Following the eliminations of Miss Dynamix in week 3 and Kingsland Road in week 4, Rough Copy were the last group left in the competition. In week 7, they were in the bottom two with Hannah Barrett, but were sent through to the quarter-final when only Nicole Scherzinger, Barrett's mentor, voted to send them home. However voting statistics confirmed that Barrett received more votes than Rough Copy meaning if Osbourne or Walsh voted to send Barrett through to the quarter-final or if the result went to deadlock, Barrett would've advanced to the quarter-final and Rough Copy would've been eliminated. In the semi-final, Rough Copy were in the final showdown with Luke Friend and were eliminated after the result went to deadlock. Although James and Ramsey also took part in the X Factor 2014 live tour, Ajobe was kicked off following a 'backstage incident' with fellow contestant Sam Callahan.

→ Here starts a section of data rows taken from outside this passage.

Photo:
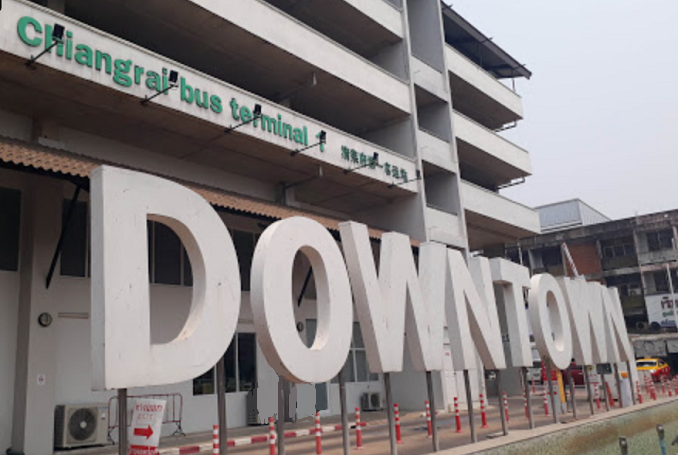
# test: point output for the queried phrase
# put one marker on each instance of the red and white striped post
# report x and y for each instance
(527, 410)
(396, 414)
(271, 436)
(483, 417)
(358, 430)
(505, 406)
(428, 420)
(640, 395)
(457, 417)
(215, 440)
(318, 435)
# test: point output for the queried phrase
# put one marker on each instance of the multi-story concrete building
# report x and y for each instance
(384, 112)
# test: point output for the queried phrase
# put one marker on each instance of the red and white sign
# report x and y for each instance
(144, 433)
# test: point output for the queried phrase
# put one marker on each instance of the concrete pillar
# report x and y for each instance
(34, 397)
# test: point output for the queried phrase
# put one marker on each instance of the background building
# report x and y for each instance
(408, 82)
(568, 214)
(637, 255)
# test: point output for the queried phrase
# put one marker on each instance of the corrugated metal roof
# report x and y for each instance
(62, 162)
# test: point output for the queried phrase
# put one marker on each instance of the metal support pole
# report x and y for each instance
(631, 383)
(389, 413)
(617, 378)
(607, 399)
(662, 441)
(528, 396)
(280, 424)
(588, 388)
(572, 398)
(502, 414)
(550, 387)
(434, 418)
(344, 413)
(122, 421)
(469, 406)
(221, 406)
(624, 446)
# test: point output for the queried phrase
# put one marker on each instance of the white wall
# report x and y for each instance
(9, 311)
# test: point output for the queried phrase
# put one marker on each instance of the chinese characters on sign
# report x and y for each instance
(361, 159)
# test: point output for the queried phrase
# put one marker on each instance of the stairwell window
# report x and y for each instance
(356, 368)
(240, 361)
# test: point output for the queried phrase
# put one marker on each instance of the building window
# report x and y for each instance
(10, 227)
(244, 247)
(660, 240)
(628, 285)
(618, 247)
(75, 248)
(167, 259)
(356, 368)
(661, 281)
(240, 361)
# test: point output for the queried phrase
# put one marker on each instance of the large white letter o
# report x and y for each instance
(272, 305)
(550, 321)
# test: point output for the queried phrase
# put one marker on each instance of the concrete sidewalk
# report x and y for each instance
(375, 433)
(196, 442)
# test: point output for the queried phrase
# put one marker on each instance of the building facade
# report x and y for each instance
(567, 215)
(383, 112)
(637, 255)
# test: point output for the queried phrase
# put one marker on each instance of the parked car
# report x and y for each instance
(657, 368)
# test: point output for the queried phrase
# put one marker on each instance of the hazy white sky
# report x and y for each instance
(601, 109)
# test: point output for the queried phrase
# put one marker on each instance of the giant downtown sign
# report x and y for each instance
(397, 301)
(106, 60)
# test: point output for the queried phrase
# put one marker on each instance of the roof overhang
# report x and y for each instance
(25, 156)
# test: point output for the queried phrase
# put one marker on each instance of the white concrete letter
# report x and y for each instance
(514, 278)
(272, 305)
(122, 353)
(550, 323)
(397, 301)
(472, 314)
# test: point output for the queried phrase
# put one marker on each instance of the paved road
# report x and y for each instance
(414, 433)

===2014–16: Record deal, "Street Love" and Break up===
On 21 April 2014, Rough Copy announced that they had signed a record deal with Sony Music subsidiary Epic Records. They also announced that their debut single "Street Love", a reworking of Anita Baker's 1986 hit single "Sweet Love", would be released on 29 June 2014.

The group was subsequently dropped from their record label when their debut single "Street Love" failed to make the top 100. Later signing with EMC Records, they released their second single "Same Formula" on 17 May 2015, but this also failed to chart.

The band broke up in late 2016.

==Discography==

| Year | Single | Peak chart positions |
UK R&B
| 2014 | "Street Love" | 29 |
| 2015 | "Same Formula" |  |
| 2016 | "UK" |  |

==Videography==

List of music videos and year released
| Title | Production | Year |
|---|---|---|
| “Street Love” | - | 2014 |
| “3 Words” | - | 2015 |
| “Same Formula” (Lyric Video) |  | 2015 |
| “Same Formula” | - | 2015 |
| “Our Love” | - | 2015 |

Cover Sundays series showing year released, and YouTube views
| Title | Production | Year | YouTube views |
| “One Direction - Little Things” (Cover) | Producer: | 2015 | 186K |
| “Justin Bieber - Boyfriend” (Cover) | 108K |
| “Rihanna - Diamonds” (Cover) | 162K |

==Members==
Joey James (born Joseph James Thomas; 1987) was the oldest member of the group. He previously worked as a Michael Jackson lookalike and held several paper rounds in his local area.

Sterling "Boob" Ramsey (born 1988) previously worked as a crane operator for some of the largest ports in the UK.

Kazeem "Baz" Ajobo (born 1989 in Nigeria) was the youngest member of the group. He previously worked as a dog and cat therapist, specialising in depression.